The MapReduce platform was created by Google to enable easier processing of large data in an intensive environment. It is based on multiple parallel processing of queries tasked in a large data environment. It eases the cost of implementation of database management and analytics software by using common computing elements as worker nodes for tasking. The advantages of using MapReduce are:
- One, simplified programming model. The process of using a distributed computing platform for data analysis, retrieval, organization, and related tasks is simplified into easy to understand tasking mechanisms. The end user needs only to have basic skills in database systems to implement and use MapReduce information. The platform is built on simple programming language such as C++ and Java. Furthermore, it is designed to allow the user choice in the selection of the native programming language they prefer to use. Complex mechanisms within the platform system are hidden from user view and access. This enables the user to access the system from a relatively easy to use base platform user interface. This simplifies the use and implementation in large data environments where tasks are data intensive.
- Two, it provides access to essential tools for database management and organization. Such tools are parallelization, load optimization, fault tolerance, and locality optimization. Parallelization refers to a multi-node parallel storing and computation process. This is especially useful in data environments as it decreases the latency of processing large data sets. Load optimization refers to the control of the resources within a network system to ensure that each node is tasked as per its capability. The load optimization tools enable to prevent chokeholds within the system architecture. This would lead to an imbalance within the spine of the system which can cause system collapse. Fault tolerance tools enable the system to withstand faults in data processing within the node architecture. Locality optimization is concerned with data loops and sequential codes.

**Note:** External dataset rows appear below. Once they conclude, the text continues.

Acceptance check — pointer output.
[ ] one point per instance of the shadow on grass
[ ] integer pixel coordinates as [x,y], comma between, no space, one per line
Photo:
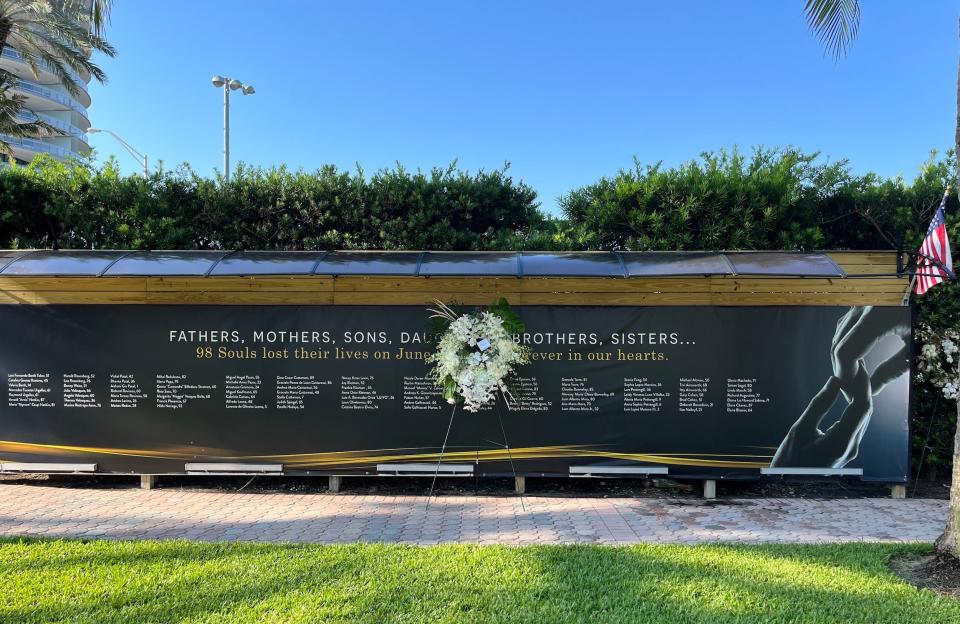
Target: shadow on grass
[103,582]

- Three, it allows for easy expression of queries within the database architecture. The expression is what is processed as a task by the network architecture. This enables MapReduce information to be used by programmers who do not have specialized expertise in database management systems.
- Four, it increases the performance of the system by allowing the user to scale applications within the available clusters. Clusters refer to connected common computing elements within the system. Scaling enables the user to request more resources as they need them to process a task.